– Вы не поверите, но его превосходительство очень щекотливы, – заметил Кубанец со вздохом. – Порою он может всю ночь провести рядом с больным щенком или жеребенком, выкармливая его соской.
– Я слыхивал другое! – удивился Родионов.
– Вы слышали о его брутальности к людям, а я вам толкую о гуманности к зверям, – возразил Кубанец.
Итак, слон под конвоем дошел пешком до Астрахани и прибыл даже днем ранее самого Волынского, попавшего в шторм. Когда же Артемий Петрович спрыгнул с корабля и бросился на двор коменданта, где квартировал слон, несчастный зверь был уже при последнем издыхании.
Астраханский обер-комендант Чириков, давно пылавший завистью к молодому царскому послу, не мог перенести того, что Волынский возвращается в столицу живой и здоровый, с триумфом, да еще ведет царю такой подарок, от которого Петр с его страстью к диковинам придет в дикий восторг. Он тайно подпоил слона сивухой. Слон заскучал, заревел, его стало рвать зеленой пеной, и он скончался, так сказать, на руках безутешного Волынского.

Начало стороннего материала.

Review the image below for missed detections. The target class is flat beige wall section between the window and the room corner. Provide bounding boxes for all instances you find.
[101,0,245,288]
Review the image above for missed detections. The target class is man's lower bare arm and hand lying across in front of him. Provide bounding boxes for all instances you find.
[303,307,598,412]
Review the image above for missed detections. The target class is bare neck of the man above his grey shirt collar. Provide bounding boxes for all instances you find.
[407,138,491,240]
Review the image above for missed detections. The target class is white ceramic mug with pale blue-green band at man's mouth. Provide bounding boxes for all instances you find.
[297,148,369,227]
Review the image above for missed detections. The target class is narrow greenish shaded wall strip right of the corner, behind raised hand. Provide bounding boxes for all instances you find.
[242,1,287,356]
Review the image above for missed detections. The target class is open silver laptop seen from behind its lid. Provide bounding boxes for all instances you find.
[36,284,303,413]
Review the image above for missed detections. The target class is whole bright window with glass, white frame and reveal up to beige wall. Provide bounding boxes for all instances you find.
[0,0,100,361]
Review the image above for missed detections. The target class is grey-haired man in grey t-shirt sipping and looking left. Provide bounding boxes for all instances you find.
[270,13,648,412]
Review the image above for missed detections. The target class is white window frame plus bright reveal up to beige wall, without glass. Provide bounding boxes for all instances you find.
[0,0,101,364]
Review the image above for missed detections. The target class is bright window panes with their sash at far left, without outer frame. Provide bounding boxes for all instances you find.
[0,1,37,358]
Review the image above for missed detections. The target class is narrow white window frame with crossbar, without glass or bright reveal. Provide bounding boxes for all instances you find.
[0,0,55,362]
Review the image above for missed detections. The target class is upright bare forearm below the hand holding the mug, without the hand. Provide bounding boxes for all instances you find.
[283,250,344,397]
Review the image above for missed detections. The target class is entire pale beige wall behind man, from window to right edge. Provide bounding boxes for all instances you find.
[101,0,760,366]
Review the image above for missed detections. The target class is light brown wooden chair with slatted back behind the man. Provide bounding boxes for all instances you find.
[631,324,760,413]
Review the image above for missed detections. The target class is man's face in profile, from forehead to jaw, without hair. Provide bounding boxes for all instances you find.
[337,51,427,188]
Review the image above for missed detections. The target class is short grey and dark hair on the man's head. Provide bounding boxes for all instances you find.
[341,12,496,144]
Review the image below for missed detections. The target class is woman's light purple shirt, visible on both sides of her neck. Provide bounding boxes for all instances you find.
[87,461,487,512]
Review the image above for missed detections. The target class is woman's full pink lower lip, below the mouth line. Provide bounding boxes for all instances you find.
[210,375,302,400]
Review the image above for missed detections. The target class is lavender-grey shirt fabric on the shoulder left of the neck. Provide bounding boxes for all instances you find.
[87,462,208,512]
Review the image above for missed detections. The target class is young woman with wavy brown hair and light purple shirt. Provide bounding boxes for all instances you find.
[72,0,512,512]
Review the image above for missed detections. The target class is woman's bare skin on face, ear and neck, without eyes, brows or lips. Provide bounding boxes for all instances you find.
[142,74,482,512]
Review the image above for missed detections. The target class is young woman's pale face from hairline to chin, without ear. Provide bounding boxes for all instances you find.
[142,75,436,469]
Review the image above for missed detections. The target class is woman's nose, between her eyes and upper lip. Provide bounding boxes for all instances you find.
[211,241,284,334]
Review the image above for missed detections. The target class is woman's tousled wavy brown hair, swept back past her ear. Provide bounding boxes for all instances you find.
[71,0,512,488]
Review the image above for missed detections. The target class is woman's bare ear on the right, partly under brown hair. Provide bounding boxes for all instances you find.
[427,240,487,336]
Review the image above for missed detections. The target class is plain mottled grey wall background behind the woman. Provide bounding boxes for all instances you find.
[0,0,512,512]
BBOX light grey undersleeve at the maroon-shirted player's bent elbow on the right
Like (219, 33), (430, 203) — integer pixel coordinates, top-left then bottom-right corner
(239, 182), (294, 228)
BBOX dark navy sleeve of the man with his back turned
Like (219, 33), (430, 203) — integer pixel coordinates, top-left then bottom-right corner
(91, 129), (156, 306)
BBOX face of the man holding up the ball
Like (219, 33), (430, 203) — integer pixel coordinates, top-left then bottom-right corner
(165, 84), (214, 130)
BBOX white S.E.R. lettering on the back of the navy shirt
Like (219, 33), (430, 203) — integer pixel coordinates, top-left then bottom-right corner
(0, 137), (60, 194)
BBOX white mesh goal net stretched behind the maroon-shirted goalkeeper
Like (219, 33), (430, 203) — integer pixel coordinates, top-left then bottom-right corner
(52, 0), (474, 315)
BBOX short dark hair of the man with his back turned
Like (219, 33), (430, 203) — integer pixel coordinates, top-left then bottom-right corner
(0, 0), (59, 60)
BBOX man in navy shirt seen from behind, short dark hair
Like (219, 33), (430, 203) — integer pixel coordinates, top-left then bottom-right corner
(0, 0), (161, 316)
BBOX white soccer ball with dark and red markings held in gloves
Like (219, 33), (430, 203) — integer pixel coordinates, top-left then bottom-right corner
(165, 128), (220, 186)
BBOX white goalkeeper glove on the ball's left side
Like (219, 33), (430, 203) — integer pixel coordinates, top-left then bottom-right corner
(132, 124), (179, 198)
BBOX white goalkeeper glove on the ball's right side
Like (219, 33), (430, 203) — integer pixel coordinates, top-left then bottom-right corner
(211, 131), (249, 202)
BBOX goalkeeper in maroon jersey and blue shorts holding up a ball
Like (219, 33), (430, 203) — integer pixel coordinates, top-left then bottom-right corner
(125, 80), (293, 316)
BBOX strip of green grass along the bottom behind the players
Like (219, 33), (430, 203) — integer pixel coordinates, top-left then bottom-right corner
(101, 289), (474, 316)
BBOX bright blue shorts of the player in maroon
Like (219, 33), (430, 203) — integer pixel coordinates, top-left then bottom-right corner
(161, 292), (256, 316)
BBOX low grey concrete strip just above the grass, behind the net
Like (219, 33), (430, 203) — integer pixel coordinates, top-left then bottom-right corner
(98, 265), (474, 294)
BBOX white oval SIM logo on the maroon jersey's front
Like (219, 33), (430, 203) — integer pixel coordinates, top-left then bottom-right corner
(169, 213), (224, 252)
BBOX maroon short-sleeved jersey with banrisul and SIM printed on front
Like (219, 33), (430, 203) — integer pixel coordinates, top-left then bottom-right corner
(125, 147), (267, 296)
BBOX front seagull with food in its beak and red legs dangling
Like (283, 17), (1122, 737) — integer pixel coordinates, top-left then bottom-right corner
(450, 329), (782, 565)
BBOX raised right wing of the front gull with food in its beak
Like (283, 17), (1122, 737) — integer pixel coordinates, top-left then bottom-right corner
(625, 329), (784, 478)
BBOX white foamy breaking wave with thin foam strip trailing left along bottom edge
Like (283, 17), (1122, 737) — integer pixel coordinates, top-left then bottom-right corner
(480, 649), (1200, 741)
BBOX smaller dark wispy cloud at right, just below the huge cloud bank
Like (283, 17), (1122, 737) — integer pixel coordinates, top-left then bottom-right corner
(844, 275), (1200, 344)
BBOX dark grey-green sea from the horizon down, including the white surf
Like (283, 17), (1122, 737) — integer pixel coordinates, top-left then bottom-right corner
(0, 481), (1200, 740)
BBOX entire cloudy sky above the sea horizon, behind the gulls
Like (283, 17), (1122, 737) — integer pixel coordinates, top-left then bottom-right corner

Волынский получил от шаха, восхищенного умом русского посланника, и персональные подарки. В числе сих последних была пара черных арапов – сильный молодой негр и красивая девка к нему в пару. Эта девка, если верить Артемию Петровичу, формами напоминала эбеновую Венеру, но сам ее цвет отбивал обычное мужское хотение, как если бы она была не человек, а бессмысленная статуя.
Не испытывая к черной Венере эротического влечения, Волынский прочил ее в подарок тому, кому она была предназначена самою природой – своему другу, инженер-поручику и крестнику царя Ибрагиму Петровичу Ганнибалу, который, как известно, был негром.
«Я нашел Ганнибалу такую невесту, которая бела, как сажа», – писал он приятелю в Петербург, умоляя раньше времени не раскрывать сюрприза.
Однако обратный путь затягивался. Для того, чтобы уберечь целомудрие черной красавицы до того момента, когда ее заключит в объятия арап Петра Великого, Волынский оставлял ее на ночь в своем шатре. Ему стали приходить в голову гипотезы насчет того, как устроены женщины африканской расы и насколько их физика отличается от той, с которой он уже имел удовольствие ознакомиться при своих многочисленных связях с русскими, жидовками, чухонками и дамами иных, привычных ему племен.
Наконец, Волынский убедился, что разницы никакой нет. Более того, за время совместного путешествия он настолько привязался к своей черной наложнице, что решил не отдавать ее Ганнибалу, изменив тем самым весь ход русской литературы.
Эта бойкая, добрая девка, окрещенная Анной, жила при нем в Москве, а затем и в Астрахани, куда он был назначен губернатором. И вот, в один прекрасный день до черной Анны дошло, что ее господин обручился с прекрасной белой княжной, сестрой русского царя, которая скоро приедет к нему жить в Астрахань. В негритянке проснулся дикий дух предков. Ее несколько раз заставали за какими-то таинственными занятиями. Она исподтишка мастерила из тряпок и веток кукол, что-то над ними нашептывала и колдовала, а по ночам Волынский не раз просыпался от того, что она сидела рядом с его альковом и молча глядела на него своими пылающими глазищами.
Словом, от этой пантеры необходимо было избавиться, пока она не натворила беды с женою Волынского, его потомством или им самим. Однако она была беременна. И, едва дождавшись, пока Анна родит ему чернокожего потомка и окрепнет после родов, Волынский выдал ее замуж за негра Ермила Иванова, также привезенного из Персии, и отправил все это семейство чернокожих Ивановых в подарок императрице Екатерине Алексеевне, которая, как известно, обожала всевозможных карлов, арапов, уродов и шутов.